I managed to solve the problem. I looked at my code again and realized that my output layer only had one node. However, it needed to output the probabilities for two different categories ('yes' or 'no' for whether it is a tumour or not). Once I changed it to 2 nodes, the network began working properly and reached 95% accuracy on both the training and validation sets.

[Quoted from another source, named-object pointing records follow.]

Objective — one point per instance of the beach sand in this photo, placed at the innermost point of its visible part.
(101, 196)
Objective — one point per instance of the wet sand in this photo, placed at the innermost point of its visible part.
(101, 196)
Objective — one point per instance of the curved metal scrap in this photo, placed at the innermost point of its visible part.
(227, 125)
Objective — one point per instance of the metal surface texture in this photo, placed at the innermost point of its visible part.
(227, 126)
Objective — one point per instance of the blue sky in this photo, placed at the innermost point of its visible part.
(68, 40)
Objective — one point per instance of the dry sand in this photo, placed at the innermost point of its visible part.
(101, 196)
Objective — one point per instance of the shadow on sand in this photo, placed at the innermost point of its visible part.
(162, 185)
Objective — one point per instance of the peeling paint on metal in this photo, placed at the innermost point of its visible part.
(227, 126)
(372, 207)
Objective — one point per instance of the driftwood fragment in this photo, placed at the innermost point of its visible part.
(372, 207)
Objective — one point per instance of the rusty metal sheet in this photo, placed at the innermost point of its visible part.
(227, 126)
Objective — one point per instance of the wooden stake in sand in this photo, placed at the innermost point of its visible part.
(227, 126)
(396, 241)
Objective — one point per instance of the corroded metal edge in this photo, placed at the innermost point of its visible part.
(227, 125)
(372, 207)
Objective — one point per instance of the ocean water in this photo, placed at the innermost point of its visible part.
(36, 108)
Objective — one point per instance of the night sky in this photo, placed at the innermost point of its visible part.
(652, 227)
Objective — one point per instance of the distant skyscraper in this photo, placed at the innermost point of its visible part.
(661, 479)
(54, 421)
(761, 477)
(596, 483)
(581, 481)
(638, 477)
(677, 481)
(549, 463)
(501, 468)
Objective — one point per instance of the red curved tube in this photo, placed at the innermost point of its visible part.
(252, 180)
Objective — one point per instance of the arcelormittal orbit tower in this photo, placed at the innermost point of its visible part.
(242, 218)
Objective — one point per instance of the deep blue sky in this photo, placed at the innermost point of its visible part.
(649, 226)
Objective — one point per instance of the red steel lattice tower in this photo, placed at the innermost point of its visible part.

My validation accuracy still fluctuates a little between a few values, but this is most likely because I only have 23 images in the validation set. In order to decrease the fluctuations, however, I also decreased the epoch number to just 10. Everything seems to be great now.
It's likely the cause of the flatlining accuracy is the NaN loss. I'd try to figure out at what point in the computation the loss is becoming NaN (in inference? in the optimiser? in the loss calculation?). This post details some methods for outputting these intermediate values.